Javier Giraon Blanco con Lean Maintenance: A Practical, Step-By-Step Guide for Increasing Efficiency
The book is about applying Lean manufacturing principles to industrial maintenance in order to improve the efficiency and be able to do more with the same (or less) resources. By industrial maintenance we mean the maintenance that takes place in factories and industrial facilities. The book is the result of multiple improvement projects carried out by the authors in various industrial settings and sectors in the past 10 years.The approach works and can be applied in any industry. It yields results without investment. The book is a step-by-step guide that takes the reader through the maintenance process, from equipment failure to finished repair. In each step of the process, the typical inefficiencies are explained and tools are given to improve the process. The book is meant to be used as a guide in an improvement journey. The improvement approach presented in the book is very close to the shop floor and instructs the reader to engage with all team members in the maintenance department in every step of the process, in order to make the improvements sustainable.

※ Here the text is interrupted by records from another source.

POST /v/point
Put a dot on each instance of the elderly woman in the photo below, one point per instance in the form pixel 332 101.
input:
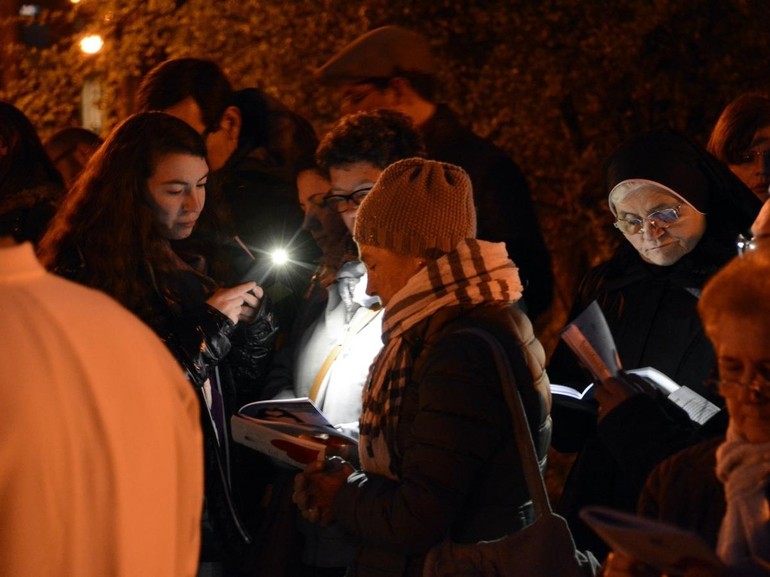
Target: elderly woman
pixel 437 448
pixel 680 210
pixel 720 489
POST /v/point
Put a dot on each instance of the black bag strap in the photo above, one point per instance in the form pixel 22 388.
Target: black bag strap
pixel 524 442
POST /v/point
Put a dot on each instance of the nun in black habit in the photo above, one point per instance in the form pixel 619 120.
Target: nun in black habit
pixel 680 211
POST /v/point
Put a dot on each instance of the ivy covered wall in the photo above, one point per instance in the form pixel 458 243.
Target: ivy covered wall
pixel 556 83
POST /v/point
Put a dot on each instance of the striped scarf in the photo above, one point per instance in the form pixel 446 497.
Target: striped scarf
pixel 475 272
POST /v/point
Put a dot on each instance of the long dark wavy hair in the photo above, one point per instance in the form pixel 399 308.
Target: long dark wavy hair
pixel 106 223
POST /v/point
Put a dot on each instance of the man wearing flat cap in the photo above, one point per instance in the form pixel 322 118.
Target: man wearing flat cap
pixel 392 67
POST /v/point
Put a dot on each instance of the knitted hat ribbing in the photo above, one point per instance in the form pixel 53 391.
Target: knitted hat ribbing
pixel 417 205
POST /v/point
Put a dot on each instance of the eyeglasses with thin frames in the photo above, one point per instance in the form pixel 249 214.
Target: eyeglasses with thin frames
pixel 658 219
pixel 341 202
pixel 744 244
pixel 758 388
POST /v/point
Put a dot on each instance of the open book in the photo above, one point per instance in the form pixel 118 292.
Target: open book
pixel 590 339
pixel 665 547
pixel 292 431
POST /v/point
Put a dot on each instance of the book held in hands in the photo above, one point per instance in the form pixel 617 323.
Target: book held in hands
pixel 590 339
pixel 292 431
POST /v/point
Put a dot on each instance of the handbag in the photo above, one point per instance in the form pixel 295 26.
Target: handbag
pixel 543 549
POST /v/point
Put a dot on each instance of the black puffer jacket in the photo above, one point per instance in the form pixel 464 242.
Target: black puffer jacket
pixel 460 471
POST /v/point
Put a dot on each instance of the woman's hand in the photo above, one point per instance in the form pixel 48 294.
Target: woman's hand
pixel 239 303
pixel 613 391
pixel 317 486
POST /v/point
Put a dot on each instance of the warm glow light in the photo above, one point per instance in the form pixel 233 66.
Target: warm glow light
pixel 91 44
pixel 280 256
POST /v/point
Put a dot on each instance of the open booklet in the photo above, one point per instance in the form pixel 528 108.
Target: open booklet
pixel 292 431
pixel 665 547
pixel 590 339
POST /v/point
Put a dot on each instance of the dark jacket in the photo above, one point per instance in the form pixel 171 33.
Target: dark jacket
pixel 207 345
pixel 684 491
pixel 460 471
pixel 652 314
pixel 651 311
pixel 503 205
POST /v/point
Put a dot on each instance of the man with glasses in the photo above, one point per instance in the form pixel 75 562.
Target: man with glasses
pixel 394 68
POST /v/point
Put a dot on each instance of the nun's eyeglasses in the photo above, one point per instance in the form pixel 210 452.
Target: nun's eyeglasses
pixel 746 244
pixel 660 219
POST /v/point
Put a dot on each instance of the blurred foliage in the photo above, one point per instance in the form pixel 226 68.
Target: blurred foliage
pixel 556 83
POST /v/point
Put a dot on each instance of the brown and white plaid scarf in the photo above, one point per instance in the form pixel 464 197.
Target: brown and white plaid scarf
pixel 475 272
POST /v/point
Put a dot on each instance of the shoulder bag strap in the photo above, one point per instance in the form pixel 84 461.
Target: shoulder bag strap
pixel 524 443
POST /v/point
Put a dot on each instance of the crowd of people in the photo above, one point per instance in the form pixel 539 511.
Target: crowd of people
pixel 143 306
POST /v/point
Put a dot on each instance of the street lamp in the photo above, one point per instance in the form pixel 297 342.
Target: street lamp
pixel 91 44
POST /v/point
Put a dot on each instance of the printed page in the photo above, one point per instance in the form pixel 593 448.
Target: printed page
pixel 293 431
pixel 590 339
pixel 669 549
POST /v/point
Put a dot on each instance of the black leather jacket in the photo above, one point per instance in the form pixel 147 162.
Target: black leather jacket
pixel 235 358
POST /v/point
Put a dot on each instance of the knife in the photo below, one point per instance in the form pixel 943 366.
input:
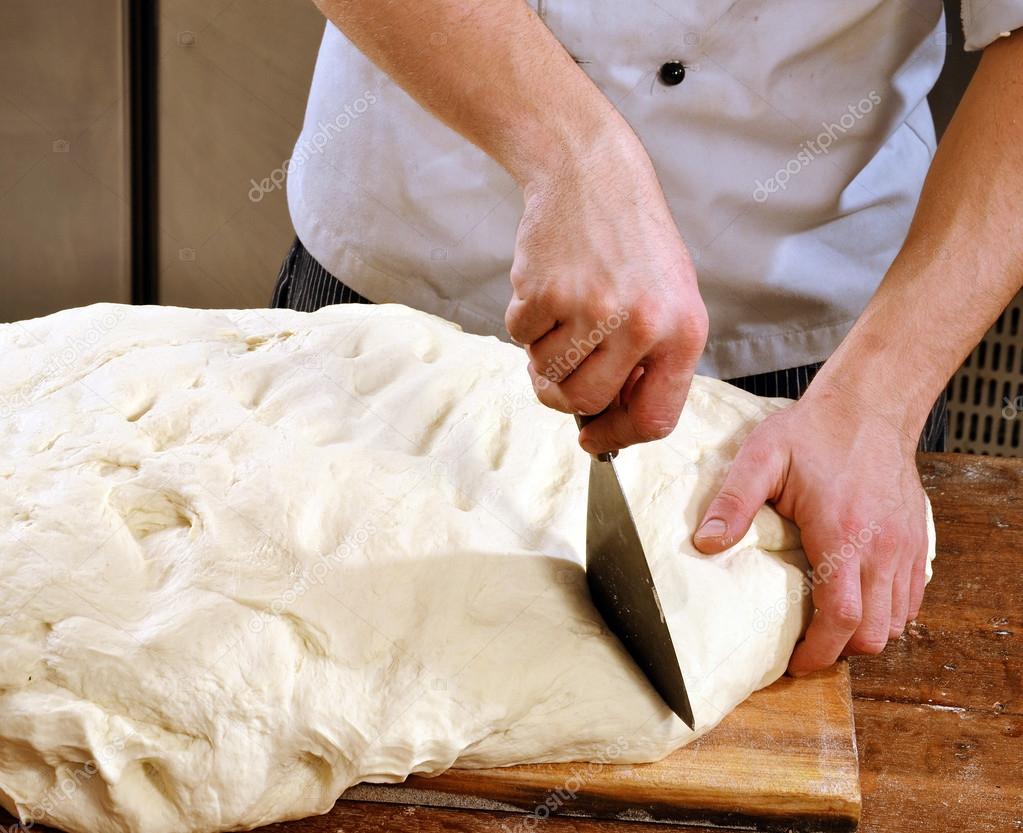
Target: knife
pixel 622 586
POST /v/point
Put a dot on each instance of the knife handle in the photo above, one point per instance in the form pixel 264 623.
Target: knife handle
pixel 582 421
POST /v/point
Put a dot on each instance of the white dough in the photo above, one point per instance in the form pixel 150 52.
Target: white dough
pixel 251 558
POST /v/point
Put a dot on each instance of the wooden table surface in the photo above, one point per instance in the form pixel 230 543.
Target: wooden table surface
pixel 939 715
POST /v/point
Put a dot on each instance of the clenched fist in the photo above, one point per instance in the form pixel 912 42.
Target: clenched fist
pixel 605 297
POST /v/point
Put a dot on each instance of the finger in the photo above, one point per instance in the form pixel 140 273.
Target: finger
pixel 877 570
pixel 754 478
pixel 652 412
pixel 528 321
pixel 918 581
pixel 900 599
pixel 838 601
pixel 597 382
pixel 561 351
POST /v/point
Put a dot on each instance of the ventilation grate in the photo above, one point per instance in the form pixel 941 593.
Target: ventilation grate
pixel 985 396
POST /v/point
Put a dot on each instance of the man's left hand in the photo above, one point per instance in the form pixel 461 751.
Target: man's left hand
pixel 848 479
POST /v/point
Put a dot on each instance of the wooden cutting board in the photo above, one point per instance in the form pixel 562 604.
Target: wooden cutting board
pixel 785 759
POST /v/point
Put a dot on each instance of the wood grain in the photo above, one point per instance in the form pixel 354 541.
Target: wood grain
pixel 785 758
pixel 940 748
pixel 966 649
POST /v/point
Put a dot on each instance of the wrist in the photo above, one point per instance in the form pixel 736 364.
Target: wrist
pixel 586 144
pixel 876 388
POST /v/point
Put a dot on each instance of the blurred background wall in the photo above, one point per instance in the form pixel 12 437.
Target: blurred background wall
pixel 222 108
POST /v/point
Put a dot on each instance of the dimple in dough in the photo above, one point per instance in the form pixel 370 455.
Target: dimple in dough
pixel 252 558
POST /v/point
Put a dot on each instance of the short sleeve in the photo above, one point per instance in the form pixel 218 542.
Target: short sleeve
pixel 985 20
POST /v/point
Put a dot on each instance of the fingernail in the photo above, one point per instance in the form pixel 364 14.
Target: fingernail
pixel 712 528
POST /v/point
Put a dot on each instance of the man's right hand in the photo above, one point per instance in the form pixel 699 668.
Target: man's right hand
pixel 597 252
pixel 605 296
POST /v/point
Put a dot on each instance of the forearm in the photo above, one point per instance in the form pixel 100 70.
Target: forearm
pixel 962 261
pixel 491 71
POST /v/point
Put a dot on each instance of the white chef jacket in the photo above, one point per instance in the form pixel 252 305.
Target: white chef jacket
pixel 792 156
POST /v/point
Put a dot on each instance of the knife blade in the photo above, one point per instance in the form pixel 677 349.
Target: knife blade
pixel 622 586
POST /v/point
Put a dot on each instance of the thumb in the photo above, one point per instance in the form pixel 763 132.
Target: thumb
pixel 754 478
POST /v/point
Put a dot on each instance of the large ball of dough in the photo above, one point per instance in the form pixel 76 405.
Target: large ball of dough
pixel 251 558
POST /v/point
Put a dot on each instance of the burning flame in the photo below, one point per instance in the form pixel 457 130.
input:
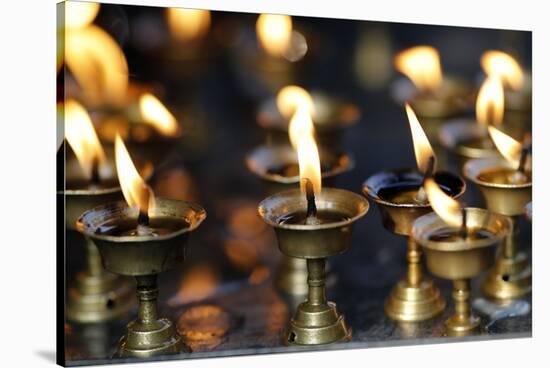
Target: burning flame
pixel 508 147
pixel 188 24
pixel 156 114
pixel 500 65
pixel 301 133
pixel 490 102
pixel 422 66
pixel 94 58
pixel 274 33
pixel 135 190
pixel 422 149
pixel 82 137
pixel 445 207
pixel 291 97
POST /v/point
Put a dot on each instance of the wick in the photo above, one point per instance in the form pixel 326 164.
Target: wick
pixel 464 227
pixel 311 214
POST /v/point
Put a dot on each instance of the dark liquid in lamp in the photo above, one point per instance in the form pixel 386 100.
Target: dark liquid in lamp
pixel 504 176
pixel 128 226
pixel 450 235
pixel 289 170
pixel 406 193
pixel 299 218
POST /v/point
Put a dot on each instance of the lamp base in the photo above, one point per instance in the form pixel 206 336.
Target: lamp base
pixel 316 325
pixel 510 278
pixel 98 298
pixel 151 338
pixel 409 303
pixel 459 326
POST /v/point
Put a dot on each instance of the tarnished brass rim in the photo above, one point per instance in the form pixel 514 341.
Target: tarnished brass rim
pixel 420 233
pixel 372 193
pixel 345 163
pixel 473 168
pixel 117 208
pixel 326 194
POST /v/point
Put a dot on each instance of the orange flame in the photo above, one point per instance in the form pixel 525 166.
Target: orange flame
pixel 188 24
pixel 422 66
pixel 445 207
pixel 94 58
pixel 156 114
pixel 490 102
pixel 301 134
pixel 274 33
pixel 503 66
pixel 422 149
pixel 135 190
pixel 508 147
pixel 82 137
pixel 291 97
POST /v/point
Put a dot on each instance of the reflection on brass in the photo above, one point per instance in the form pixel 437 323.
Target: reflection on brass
pixel 510 278
pixel 144 257
pixel 316 320
pixel 415 297
pixel 460 259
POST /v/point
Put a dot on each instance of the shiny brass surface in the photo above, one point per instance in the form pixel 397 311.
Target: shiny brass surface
pixel 460 259
pixel 415 297
pixel 510 278
pixel 317 320
pixel 144 257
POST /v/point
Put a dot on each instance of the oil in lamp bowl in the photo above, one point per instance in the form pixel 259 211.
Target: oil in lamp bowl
pixel 453 97
pixel 277 165
pixel 501 195
pixel 333 115
pixel 394 192
pixel 451 256
pixel 112 228
pixel 414 297
pixel 316 321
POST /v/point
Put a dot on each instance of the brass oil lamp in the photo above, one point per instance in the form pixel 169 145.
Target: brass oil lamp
pixel 506 185
pixel 401 200
pixel 96 295
pixel 313 224
pixel 431 94
pixel 459 244
pixel 331 115
pixel 142 239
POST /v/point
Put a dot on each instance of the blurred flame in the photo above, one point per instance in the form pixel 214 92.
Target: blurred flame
pixel 301 134
pixel 188 24
pixel 274 33
pixel 80 14
pixel 501 65
pixel 445 207
pixel 94 58
pixel 82 137
pixel 422 148
pixel 508 147
pixel 157 115
pixel 422 66
pixel 135 190
pixel 490 102
pixel 291 97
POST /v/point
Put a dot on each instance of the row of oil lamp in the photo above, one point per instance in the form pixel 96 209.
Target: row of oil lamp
pixel 145 235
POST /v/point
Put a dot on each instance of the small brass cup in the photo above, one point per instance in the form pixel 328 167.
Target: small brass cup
pixel 510 278
pixel 460 260
pixel 415 297
pixel 316 320
pixel 144 257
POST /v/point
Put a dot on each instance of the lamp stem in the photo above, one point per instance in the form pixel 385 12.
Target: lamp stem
pixel 147 292
pixel 316 281
pixel 461 296
pixel 414 270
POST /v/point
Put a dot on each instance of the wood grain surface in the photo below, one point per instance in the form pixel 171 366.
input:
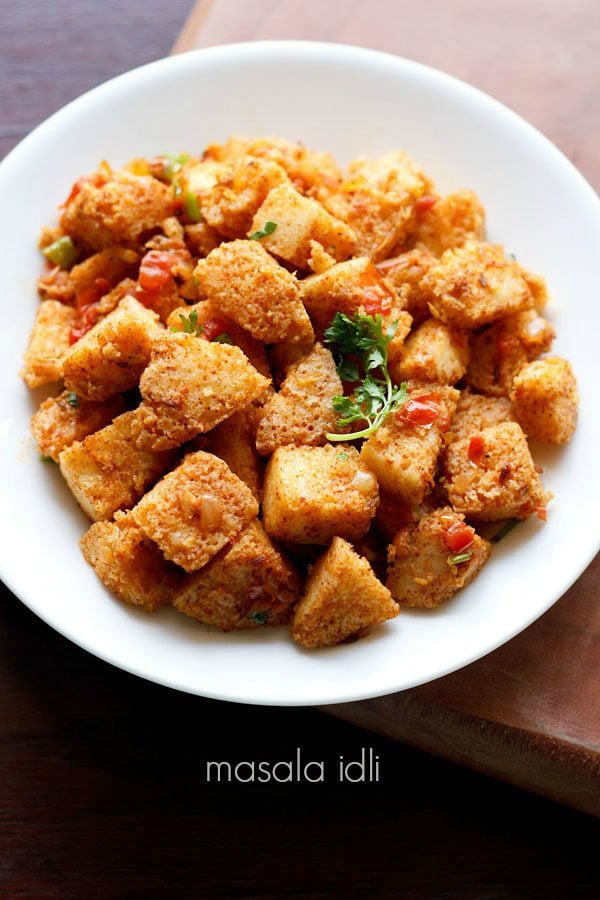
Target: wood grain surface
pixel 529 713
pixel 101 787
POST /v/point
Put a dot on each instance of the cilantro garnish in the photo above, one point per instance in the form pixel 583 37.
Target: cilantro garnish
pixel 189 324
pixel 268 229
pixel 460 557
pixel 173 164
pixel 192 207
pixel 360 349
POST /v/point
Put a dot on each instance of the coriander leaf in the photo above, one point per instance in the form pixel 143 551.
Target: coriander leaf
pixel 173 164
pixel 223 338
pixel 360 344
pixel 460 557
pixel 348 370
pixel 269 228
pixel 189 324
pixel 192 207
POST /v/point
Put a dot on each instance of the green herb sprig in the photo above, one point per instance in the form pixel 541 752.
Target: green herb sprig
pixel 173 164
pixel 360 349
pixel 269 228
pixel 189 324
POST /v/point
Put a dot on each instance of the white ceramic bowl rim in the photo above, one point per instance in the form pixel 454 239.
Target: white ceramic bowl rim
pixel 280 53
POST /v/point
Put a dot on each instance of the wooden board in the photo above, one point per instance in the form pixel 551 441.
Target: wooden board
pixel 530 712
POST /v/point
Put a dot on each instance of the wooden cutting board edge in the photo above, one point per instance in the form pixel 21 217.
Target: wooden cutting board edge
pixel 560 768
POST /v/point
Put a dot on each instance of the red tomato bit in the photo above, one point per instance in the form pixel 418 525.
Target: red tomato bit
pixel 476 449
pixel 155 269
pixel 376 296
pixel 458 537
pixel 422 410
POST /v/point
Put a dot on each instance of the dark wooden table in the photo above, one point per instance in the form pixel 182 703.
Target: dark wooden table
pixel 102 789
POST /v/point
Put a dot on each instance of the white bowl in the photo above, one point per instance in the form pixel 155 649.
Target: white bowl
pixel 348 101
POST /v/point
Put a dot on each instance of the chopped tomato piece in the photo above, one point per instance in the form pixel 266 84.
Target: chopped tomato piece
pixel 422 411
pixel 155 269
pixel 458 537
pixel 476 449
pixel 212 328
pixel 425 203
pixel 376 296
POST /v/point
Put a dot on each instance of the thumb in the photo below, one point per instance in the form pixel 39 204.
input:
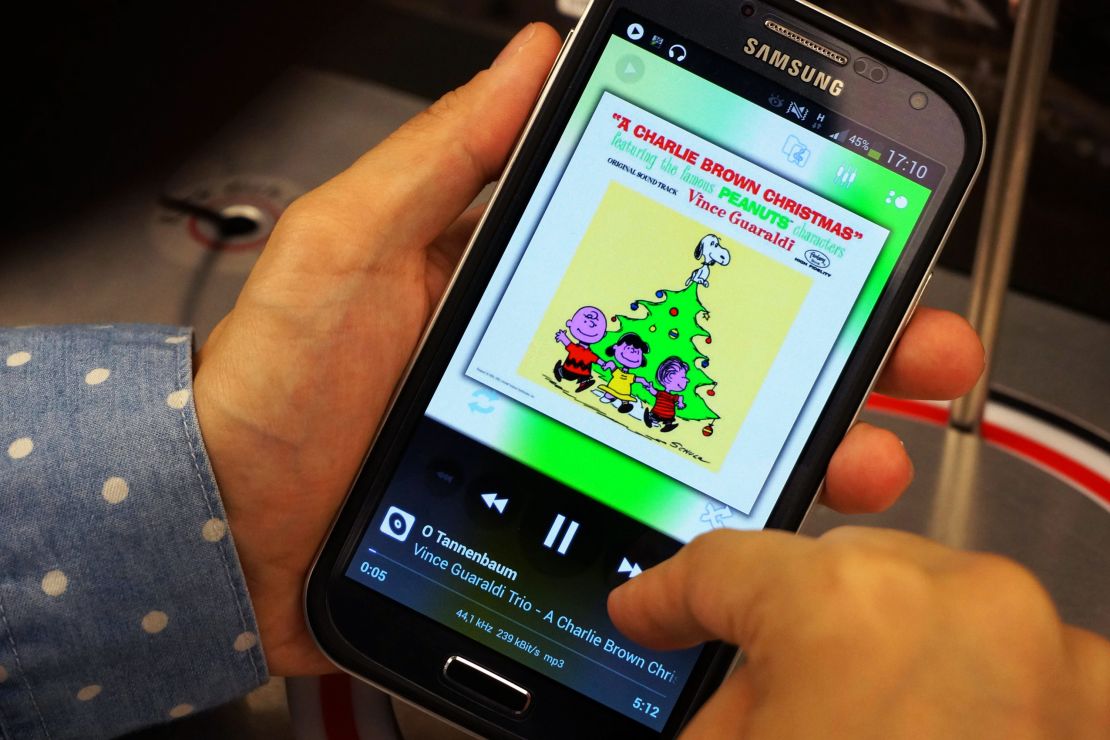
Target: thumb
pixel 410 188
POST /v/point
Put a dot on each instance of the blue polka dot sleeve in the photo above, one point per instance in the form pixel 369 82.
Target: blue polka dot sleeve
pixel 122 602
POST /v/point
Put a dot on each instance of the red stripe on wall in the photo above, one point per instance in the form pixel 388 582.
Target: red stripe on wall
pixel 336 707
pixel 1008 439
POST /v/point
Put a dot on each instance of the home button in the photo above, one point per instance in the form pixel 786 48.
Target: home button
pixel 486 686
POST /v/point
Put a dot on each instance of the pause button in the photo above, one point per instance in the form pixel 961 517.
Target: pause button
pixel 562 530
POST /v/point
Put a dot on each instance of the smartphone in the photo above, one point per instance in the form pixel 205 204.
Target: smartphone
pixel 713 229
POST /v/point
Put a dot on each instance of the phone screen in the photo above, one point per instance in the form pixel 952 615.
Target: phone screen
pixel 651 355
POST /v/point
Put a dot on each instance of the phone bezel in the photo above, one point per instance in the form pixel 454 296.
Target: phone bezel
pixel 337 608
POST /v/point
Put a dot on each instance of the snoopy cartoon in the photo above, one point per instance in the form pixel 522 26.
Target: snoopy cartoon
pixel 710 252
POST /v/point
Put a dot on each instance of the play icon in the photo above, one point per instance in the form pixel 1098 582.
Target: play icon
pixel 494 502
pixel 632 568
pixel 629 68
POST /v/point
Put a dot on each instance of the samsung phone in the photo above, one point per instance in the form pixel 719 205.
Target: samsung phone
pixel 714 226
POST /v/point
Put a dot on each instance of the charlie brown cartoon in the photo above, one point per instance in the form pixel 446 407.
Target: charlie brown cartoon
pixel 587 325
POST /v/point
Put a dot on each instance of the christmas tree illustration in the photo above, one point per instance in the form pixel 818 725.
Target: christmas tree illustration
pixel 669 324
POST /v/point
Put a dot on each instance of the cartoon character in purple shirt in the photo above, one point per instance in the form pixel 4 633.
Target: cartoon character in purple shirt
pixel 587 325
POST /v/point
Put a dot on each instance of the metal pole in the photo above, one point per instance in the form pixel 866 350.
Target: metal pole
pixel 1013 142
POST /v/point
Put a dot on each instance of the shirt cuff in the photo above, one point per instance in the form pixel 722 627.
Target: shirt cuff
pixel 122 601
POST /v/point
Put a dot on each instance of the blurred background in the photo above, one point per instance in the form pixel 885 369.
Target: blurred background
pixel 133 122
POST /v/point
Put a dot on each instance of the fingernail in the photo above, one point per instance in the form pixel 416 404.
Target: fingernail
pixel 514 47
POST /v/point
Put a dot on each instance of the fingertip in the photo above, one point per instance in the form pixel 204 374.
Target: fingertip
pixel 939 356
pixel 868 472
pixel 538 39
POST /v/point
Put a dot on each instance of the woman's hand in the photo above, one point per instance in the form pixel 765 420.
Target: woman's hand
pixel 871 634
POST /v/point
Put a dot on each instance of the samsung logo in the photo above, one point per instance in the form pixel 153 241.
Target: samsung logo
pixel 793 67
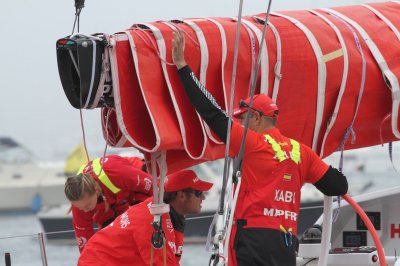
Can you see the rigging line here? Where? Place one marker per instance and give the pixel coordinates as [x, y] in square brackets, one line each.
[228, 135]
[253, 84]
[83, 134]
[79, 5]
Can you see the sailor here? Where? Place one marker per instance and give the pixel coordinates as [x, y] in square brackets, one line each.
[103, 189]
[273, 171]
[127, 241]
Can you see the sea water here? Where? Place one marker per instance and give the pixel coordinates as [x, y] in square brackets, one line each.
[19, 236]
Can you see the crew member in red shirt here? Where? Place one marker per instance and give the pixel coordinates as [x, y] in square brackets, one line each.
[103, 189]
[127, 241]
[274, 169]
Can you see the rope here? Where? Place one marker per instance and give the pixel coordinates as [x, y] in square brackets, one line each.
[79, 5]
[350, 130]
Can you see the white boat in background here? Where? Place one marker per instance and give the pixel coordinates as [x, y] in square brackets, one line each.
[26, 184]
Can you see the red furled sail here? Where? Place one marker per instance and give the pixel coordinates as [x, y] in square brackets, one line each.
[332, 72]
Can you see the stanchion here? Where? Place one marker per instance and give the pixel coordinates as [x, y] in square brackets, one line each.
[7, 258]
[42, 249]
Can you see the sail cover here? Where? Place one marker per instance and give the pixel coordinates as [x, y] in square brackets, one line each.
[334, 74]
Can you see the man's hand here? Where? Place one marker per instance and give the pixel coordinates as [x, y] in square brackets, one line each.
[178, 44]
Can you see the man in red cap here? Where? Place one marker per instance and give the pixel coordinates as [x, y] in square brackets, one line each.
[127, 241]
[274, 169]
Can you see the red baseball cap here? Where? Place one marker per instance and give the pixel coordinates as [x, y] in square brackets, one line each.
[185, 179]
[261, 103]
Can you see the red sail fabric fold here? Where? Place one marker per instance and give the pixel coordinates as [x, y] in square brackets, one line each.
[331, 71]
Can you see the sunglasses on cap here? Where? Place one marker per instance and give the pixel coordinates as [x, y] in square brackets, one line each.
[243, 104]
[197, 193]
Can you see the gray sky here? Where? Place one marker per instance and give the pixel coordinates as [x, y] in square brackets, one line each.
[34, 109]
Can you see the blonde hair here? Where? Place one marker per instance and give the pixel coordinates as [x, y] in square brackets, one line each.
[77, 186]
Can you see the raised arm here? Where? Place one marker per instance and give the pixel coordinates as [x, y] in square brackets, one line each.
[201, 99]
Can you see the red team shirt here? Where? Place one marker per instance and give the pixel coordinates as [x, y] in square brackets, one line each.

If one looks at the main market indexes, between one third and one half of companies on those indexes belong to the industrial sector: automotive, power generation, basic materials, chemicals, consumer goods, et cetera. Those companies spend on average 2 - 5% of plant replacement value per year on maintenance. About one third of this cost is maintenance labor.
The maintenance work that gets done every day in factories around the world is typically inefficient, from a Lean perspective: time is wasted, different tasks are not properly coordinated, job durations are overestimated and job plans, when they exist, are thus "inflated" to cover up the inefficiency.
All this happens because maintenance tends to be the "forgotten" area of efficiency in industrial companies, as much of the improvements are carried out on the (literally) productive areas of the factories. When companies set out to "improve" maintenance, they typically do it through budget cuts that can risk the reliability of the equipment.
The authors believe there is a better way to do more with the same resources through a careful
review of the current way of working and the introduction of Lean.
With this book, the authors try to bring to maintenance managers and practitioners the tools they
need to quickly improve efficiency (in a matter of weeks) without any investment.